Although the online relocation timeout was set to 30 minutes, use of modern coding techniques and connection pooling allowed for a much faster online relocation. As you can see in the log excerpt the entire relocation was completed 2018-07-27 14:55:31,737. Clusterware now tells me that my database runs on node 1:

[root@rac122sec1 ~]# date;  srvctl status database -db DCB -detail -verbose
Fri 27 Jul 14:55:38 2018
Instance DCB_2 is running on node rac122sec1 with online services RON_SVC. Instance status: Open.
Instance DCB_2 is connected to ASM instance +ASM1
Online relocation: INACTIVE

While this is wicked, what are the implications for the application? Have a look at this print screen, taken a minute after the online relocation completed.

As you can see there was nothing unusual recorded (tab events to the left), and I couldn’t see a drop in the number of sessions connected. I noticed a slight blip in performance though but it recovered very soon thereafter.

Summary

During automatic patching of the Oracle stack opatchauto will perform an online relocation of a RAC One Node database if it is found running on the node currently undergoing patching. If your application is developed with RAC in mind – such as using a FAN-aware connection pool like UCP, and either supports Fast Connection Failover or Application Continuity, there is a good chance that patching the system does not affect your service.
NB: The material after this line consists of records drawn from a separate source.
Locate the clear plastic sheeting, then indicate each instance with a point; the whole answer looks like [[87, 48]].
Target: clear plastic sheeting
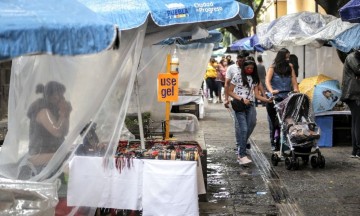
[[193, 59], [27, 198], [87, 105], [289, 30]]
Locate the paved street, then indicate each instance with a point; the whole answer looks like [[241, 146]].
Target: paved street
[[261, 189]]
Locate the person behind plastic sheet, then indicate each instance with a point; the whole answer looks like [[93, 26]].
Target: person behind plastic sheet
[[49, 122], [244, 86], [262, 72], [280, 80], [351, 96], [229, 60], [295, 62], [230, 73], [220, 78], [210, 77]]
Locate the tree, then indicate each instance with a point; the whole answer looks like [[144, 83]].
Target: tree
[[242, 30], [332, 8]]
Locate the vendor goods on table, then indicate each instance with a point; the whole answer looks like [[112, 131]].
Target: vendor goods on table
[[161, 150]]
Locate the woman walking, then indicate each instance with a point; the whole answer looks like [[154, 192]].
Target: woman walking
[[244, 88], [220, 78], [280, 80]]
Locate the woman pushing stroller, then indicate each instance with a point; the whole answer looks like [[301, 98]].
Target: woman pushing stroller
[[280, 80]]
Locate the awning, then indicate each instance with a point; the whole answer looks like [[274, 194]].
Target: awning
[[351, 11], [247, 43], [63, 27], [130, 14]]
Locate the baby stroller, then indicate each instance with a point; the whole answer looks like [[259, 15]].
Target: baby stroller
[[298, 133]]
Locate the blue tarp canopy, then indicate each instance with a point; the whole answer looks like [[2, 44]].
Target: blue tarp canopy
[[351, 11], [214, 37], [247, 43], [63, 27], [128, 14]]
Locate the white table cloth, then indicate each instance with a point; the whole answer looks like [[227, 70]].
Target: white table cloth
[[142, 186]]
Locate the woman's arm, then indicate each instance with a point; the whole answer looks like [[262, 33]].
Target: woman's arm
[[293, 79], [268, 78]]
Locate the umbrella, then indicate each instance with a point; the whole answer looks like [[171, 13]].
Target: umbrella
[[351, 11], [323, 91], [48, 26], [247, 43]]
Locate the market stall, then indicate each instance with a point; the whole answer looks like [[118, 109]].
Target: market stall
[[96, 88], [315, 39]]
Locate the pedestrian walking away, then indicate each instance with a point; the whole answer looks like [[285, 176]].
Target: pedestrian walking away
[[351, 96], [280, 80], [244, 88], [230, 73]]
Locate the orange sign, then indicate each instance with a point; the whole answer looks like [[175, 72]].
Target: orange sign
[[168, 87]]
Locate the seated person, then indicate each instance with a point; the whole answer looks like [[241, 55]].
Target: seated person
[[49, 122]]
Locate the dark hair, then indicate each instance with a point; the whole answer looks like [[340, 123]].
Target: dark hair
[[243, 54], [282, 66], [50, 89], [255, 76], [294, 61], [222, 60]]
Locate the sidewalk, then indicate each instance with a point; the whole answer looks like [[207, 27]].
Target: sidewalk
[[262, 189], [232, 189]]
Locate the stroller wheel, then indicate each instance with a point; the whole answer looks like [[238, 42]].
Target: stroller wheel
[[288, 163], [314, 162], [296, 163], [305, 159], [275, 159], [321, 161]]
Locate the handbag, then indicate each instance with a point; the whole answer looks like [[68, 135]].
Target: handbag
[[238, 105]]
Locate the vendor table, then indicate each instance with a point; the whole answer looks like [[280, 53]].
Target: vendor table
[[333, 124], [187, 100], [158, 187]]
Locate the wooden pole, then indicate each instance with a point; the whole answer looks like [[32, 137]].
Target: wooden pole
[[167, 106]]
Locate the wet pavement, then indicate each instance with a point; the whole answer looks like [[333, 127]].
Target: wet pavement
[[264, 189]]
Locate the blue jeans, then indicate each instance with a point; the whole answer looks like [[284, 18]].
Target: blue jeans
[[246, 123], [237, 129]]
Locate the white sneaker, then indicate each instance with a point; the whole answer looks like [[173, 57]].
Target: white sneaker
[[244, 160]]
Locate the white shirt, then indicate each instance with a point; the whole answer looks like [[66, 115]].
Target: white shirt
[[241, 90], [231, 71]]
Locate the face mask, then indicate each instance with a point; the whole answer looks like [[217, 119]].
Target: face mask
[[249, 71]]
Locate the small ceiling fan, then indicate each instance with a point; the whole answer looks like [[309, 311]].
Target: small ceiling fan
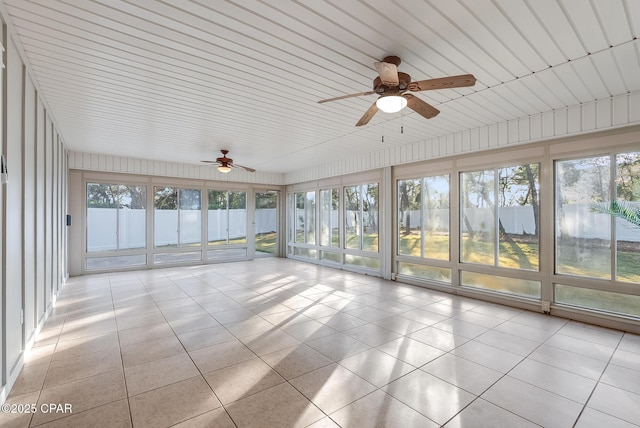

While my test was successful, it is by no means representative of a production workload – my RAC One database has a SGA of 4 GB and there were 5 concurrent users – hardly what I see in the real world. However that shouldn’t deter you: if you are using RAC One Node I think it’s definitely worth a try implementing modern technology into the application.